Segundo a oposição, a greve teve 90% de adesão, mas a mídia estatal indica normalidade em algumas zonas de comércio.
A greve geral faz parte de uma série de ações de três dias lançada pelo campo anti-Ortega para reforçar a pressão sobre o governo.
Em meio à paralisação, apoiadores de Ortega partiram de Manágua a bordo de centenas de veículos e motocicletas, balançando bandeiras rubro-negras da Frente Sandinista de Libertação Nacional (FSLN, esquerda), em direção a Masaya, 30 km ao sul.
Diante da delegacia de Masaya, Ortega discursou para "convidar todos os que têm diferentes pensamentos políticos e ideológicos (...) a tomar o caminho da paz, o único capaz de nos dar tranquilidade".
Segundo Ortega, "há um grupo de nicaraguenses que não quer a paz e a reconciliação, que leva o veneno do ódio, mas o governo está avançando para recuperar a paz".
O secretário-geral da Organização dos Estados Americanos (OEA), Luis Almagro, condenou a situação e pediu às autoridades que permitam o acesso de especialistas da Comissão Interamericana de Direitos Humanos (CIDH).
"É urgente que parem imediatamente os ataques que neste momento acontecem em Monimbó, Masaya, e contra estudantes da UNAN e na Igreja da Divina Misericórdia", escreveu no Twitter o gabinete do Alto Comissariado nas Nações Unidas.

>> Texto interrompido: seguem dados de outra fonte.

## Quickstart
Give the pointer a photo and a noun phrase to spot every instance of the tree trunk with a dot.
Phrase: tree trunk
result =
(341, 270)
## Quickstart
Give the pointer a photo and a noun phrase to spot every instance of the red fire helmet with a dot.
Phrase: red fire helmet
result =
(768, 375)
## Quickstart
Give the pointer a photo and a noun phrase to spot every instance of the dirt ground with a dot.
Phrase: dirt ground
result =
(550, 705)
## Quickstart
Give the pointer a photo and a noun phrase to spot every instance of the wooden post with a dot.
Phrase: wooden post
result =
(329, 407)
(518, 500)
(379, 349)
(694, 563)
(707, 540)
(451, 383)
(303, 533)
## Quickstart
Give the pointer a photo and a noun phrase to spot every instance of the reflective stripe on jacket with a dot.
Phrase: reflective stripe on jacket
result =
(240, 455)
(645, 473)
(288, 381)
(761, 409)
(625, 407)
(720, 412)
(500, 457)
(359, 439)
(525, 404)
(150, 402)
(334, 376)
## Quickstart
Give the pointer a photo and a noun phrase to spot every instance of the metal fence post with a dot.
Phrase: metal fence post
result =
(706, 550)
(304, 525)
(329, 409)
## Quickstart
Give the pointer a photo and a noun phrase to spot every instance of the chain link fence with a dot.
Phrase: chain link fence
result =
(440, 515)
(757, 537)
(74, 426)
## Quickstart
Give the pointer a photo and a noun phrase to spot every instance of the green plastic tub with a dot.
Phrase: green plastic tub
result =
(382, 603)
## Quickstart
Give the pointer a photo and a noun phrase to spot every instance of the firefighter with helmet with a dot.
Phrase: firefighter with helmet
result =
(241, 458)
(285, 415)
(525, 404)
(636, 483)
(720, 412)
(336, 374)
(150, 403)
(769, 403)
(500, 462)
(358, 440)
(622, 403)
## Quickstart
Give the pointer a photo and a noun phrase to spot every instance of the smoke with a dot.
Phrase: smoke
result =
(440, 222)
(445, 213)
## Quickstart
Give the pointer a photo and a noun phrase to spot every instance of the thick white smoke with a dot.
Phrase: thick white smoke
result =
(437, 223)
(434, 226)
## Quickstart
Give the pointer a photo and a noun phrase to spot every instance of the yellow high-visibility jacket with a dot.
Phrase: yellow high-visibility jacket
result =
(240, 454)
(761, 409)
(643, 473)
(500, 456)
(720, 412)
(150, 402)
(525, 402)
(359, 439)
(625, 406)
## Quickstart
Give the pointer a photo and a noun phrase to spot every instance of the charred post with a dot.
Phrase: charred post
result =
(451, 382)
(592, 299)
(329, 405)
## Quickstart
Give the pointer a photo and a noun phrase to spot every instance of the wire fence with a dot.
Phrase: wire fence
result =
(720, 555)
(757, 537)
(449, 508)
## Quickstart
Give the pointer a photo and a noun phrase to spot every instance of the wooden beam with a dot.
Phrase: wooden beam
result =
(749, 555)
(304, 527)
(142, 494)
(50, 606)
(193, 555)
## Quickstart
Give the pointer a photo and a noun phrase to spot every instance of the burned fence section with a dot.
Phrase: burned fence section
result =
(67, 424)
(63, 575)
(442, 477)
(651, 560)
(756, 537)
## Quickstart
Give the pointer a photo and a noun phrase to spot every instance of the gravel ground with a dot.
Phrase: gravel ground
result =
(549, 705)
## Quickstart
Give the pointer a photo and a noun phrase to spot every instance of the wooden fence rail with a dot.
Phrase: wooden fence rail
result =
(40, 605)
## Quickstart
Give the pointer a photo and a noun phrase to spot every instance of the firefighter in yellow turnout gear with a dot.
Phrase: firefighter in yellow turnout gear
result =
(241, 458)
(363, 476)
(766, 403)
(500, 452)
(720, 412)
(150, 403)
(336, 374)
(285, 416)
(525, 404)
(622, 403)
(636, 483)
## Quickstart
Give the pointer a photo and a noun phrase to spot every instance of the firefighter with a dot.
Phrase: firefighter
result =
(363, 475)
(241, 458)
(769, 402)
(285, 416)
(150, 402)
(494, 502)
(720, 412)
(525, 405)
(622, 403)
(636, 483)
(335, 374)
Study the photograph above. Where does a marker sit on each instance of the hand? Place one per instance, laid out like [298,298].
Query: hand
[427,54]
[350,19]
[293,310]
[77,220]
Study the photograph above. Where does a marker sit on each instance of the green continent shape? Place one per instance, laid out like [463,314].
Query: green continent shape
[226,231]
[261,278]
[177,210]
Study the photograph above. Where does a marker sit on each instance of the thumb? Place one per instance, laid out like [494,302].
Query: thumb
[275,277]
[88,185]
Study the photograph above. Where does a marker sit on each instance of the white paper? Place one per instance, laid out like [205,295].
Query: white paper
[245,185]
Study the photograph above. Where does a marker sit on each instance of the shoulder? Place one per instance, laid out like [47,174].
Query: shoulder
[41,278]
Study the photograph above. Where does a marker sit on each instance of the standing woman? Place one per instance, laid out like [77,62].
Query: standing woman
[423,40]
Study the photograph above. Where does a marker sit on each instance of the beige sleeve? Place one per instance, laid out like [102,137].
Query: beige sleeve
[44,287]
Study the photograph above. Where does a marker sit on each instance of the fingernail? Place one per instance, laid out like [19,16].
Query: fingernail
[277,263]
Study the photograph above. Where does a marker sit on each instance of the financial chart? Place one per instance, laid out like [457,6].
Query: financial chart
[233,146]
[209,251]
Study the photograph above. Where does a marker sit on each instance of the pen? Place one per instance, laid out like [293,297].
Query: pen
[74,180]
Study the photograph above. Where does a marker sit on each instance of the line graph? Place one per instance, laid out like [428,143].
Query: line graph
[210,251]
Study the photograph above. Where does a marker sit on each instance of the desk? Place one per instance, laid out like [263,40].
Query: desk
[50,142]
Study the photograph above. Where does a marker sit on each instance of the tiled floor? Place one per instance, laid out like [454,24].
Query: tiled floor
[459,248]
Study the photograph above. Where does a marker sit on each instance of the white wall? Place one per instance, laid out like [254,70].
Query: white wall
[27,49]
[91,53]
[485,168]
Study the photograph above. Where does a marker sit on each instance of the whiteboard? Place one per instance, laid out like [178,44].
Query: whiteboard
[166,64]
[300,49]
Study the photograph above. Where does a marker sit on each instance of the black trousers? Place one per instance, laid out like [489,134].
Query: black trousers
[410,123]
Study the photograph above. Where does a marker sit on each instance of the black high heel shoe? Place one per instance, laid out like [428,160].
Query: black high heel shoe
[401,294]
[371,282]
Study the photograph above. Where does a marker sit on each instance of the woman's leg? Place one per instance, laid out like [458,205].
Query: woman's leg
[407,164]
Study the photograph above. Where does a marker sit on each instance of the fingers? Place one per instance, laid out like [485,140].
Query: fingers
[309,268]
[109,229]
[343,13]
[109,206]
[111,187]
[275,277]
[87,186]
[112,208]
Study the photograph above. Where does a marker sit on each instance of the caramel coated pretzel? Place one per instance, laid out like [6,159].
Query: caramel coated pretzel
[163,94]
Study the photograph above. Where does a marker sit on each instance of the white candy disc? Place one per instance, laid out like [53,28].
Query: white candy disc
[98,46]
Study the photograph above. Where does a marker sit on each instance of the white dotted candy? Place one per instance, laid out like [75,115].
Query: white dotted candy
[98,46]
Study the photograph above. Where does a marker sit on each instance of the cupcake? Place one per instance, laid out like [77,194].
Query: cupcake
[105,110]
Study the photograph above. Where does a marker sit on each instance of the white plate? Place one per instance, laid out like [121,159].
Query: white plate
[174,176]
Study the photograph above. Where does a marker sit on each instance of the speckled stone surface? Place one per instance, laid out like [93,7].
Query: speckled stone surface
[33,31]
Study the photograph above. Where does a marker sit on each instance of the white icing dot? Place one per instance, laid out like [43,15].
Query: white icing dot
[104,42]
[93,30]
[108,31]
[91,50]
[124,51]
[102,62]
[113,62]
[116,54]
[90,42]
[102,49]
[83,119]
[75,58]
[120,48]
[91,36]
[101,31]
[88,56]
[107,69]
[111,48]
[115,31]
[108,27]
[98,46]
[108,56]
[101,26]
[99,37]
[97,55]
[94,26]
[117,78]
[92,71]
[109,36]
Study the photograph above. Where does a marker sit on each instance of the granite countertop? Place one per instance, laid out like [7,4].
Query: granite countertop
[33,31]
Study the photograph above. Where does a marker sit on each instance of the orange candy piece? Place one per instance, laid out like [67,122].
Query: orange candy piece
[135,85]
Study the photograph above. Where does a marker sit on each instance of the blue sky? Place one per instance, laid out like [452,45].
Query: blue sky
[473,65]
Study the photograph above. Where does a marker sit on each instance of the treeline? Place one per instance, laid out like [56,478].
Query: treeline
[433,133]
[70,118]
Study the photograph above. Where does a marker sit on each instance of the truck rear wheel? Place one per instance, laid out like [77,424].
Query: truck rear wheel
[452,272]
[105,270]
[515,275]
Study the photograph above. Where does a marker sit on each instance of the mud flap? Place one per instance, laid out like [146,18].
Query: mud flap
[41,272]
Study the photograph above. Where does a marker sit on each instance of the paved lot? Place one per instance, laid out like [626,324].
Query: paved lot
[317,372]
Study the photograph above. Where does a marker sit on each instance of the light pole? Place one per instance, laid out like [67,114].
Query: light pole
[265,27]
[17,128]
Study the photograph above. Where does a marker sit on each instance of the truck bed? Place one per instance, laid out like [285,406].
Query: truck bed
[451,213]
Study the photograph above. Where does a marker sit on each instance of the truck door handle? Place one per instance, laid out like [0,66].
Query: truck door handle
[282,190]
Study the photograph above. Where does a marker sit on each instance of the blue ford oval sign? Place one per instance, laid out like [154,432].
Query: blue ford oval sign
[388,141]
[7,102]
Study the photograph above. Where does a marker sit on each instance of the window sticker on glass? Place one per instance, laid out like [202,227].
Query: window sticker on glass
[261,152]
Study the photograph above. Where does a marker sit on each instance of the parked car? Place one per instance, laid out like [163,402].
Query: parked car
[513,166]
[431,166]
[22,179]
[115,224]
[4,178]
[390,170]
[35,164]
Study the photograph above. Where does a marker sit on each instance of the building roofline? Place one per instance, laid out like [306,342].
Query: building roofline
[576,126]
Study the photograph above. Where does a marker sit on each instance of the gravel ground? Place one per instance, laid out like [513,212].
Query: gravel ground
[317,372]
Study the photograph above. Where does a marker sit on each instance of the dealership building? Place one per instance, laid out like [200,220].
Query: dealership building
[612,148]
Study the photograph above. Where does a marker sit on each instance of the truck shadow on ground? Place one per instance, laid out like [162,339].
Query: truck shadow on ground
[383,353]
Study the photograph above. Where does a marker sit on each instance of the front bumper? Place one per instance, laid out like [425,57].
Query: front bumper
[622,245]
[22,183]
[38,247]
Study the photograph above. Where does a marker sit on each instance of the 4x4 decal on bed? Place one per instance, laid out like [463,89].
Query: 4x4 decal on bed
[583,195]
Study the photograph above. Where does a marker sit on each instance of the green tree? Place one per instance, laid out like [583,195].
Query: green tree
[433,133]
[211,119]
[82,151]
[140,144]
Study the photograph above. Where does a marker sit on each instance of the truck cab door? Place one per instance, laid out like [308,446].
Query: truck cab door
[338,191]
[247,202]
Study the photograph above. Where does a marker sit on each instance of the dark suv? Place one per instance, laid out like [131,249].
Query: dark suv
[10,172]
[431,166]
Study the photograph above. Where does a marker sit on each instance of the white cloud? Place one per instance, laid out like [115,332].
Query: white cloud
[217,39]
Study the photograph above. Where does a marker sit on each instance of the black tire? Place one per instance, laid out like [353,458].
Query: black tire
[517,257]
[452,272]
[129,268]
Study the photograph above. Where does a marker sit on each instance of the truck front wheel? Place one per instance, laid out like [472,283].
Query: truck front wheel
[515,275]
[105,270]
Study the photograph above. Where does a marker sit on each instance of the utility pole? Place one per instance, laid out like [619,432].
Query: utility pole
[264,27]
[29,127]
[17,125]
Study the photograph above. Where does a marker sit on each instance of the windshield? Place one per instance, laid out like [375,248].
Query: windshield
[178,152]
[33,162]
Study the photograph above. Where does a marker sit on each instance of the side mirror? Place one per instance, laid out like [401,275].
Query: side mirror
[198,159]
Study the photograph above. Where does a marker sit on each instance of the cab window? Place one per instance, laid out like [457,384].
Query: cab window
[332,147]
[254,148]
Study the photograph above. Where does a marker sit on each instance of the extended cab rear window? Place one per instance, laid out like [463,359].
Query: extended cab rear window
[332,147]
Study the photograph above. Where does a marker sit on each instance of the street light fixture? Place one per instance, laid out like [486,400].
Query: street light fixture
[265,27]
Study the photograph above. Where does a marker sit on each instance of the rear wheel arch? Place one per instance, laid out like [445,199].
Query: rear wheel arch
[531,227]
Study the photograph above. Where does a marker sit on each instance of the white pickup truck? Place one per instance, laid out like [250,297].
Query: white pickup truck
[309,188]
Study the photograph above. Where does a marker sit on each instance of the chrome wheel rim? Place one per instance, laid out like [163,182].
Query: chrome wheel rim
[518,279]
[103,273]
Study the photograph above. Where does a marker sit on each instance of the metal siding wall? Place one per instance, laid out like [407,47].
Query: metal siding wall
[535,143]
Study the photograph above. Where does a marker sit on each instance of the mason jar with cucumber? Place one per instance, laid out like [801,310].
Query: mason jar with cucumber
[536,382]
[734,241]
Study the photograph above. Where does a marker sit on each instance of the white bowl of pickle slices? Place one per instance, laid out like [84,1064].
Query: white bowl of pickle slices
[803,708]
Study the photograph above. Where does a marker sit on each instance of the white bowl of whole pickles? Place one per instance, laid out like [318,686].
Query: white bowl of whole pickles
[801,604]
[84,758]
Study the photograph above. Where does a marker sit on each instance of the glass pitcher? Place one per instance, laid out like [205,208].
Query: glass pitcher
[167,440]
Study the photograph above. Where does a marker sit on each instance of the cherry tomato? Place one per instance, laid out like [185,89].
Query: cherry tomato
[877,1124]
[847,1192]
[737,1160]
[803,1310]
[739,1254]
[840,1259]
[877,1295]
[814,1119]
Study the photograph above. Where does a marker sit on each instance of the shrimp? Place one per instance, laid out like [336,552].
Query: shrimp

Em uma reunião em Washington, sete países da OEA apresentaram um projeto de resolução que exorta Ortega a fortalecer as instituições democráticas e a apoiar as eleições antecipadas propostas pela oposição.
Argentina, Canadá, Chile, Colômbia, Costa Rica, Peru e Estados Unidos revelaram a iniciativa durante sessão do Conselho Permanente da OEA, que reúne os 34 países membros ativos do organismo.
O texto, que deverá ser analisado nos próximos dias, precisa de 18 votos para ser aprovado.
A Igreja Católica, mediadora do diálogo, propôs antecipar as eleições de 2021 para 2019, o que foi rejeitado por Ortega.
Os adversários de Ortega pedem justiça, eleições antecipadas, ou a saída do presidente, acusado de repressão durante os protestos e de ter instaurado, com sua mulher, uma "ditadura" marcada pela corrupção e pelo nepotismo.
O país mais pobre da América Central registra manifestações de amplitude histórica contra Daniel Ortega, ex-guerrilheiro de 72 anos. Ortega está no poder desde 2007, depois de uma passagem de 1979 a 1990.